Excessive memory consumption of restore_cache helper script.

Summary

The restore_cache helper script is Killed because it consumes too much memory. We have had to up some projects' helper_memory_request and helper_memory_limit to 8 GiB to make them restore the build cache without corruption. Others were still failing even with 8 GiB and we decided to recommend to disable the build cache to those maintainers because we don't want to start nodes with that much memory.

Steps to reproduce

  1. Build any project that ends up generating a large build cache (>> 1GiB, a Gradle, Scala, or Java project comes to mind).
  2. Retry the build to have the restore_cache script restore the cache from S3.
  3. Watch the script get Killed. 3.1. Watch the build fail because the cache on disk is corrupted.

What is the current bug behavior?

For example, Gradle will error out with a zip END header not found error message due to a corrupted jar file.

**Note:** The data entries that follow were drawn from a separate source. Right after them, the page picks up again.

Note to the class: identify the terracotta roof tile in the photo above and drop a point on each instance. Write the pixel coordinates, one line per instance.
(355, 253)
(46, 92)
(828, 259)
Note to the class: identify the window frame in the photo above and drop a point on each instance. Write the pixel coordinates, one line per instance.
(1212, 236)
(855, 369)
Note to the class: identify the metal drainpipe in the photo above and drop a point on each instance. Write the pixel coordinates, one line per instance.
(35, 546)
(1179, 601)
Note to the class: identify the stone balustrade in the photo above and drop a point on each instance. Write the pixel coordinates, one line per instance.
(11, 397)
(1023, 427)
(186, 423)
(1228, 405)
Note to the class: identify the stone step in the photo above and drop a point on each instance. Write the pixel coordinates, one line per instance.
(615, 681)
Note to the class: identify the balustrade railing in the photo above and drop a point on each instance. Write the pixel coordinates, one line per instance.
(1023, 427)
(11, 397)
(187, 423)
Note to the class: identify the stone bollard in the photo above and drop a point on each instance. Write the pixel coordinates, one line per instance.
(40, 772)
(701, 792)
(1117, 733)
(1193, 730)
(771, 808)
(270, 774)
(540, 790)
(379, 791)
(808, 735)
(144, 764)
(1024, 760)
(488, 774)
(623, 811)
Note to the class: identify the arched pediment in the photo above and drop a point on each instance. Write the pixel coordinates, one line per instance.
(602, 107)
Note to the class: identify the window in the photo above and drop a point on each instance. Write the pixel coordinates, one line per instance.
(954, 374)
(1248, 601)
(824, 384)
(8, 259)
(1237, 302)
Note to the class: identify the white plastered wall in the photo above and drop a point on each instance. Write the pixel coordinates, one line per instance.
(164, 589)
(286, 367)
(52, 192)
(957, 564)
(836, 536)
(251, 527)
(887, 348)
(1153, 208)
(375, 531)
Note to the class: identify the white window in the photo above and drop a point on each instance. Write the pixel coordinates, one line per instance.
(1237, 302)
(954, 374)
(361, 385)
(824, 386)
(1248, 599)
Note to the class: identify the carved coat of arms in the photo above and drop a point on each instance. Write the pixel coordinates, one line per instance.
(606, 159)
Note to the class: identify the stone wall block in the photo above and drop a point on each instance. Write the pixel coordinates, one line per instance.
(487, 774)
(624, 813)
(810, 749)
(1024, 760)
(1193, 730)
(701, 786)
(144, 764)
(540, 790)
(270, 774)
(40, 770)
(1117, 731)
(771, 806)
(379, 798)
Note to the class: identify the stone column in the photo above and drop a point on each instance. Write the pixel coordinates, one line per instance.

What is the expected correct behavior?

  1. The restore_cache script ought not to consume so much memory that it gets killed by the OS.
  2. If the restore_cache script is killed by OS, the job ought to fail as it leads to corrupted files.

Relevant logs and/or screenshots

/scripts-31249723-3162629342/restore_cache: line 167:   117 Killed                  '/usr/bin/gitlab-runner-helper' "cache-extractor" "--file" "---REDACTED---/cache.zip" "--timeout" "10" "--url" "https://---REDACTED---"

Output of checks

Possible fixes

¯\_(ツ)_/¯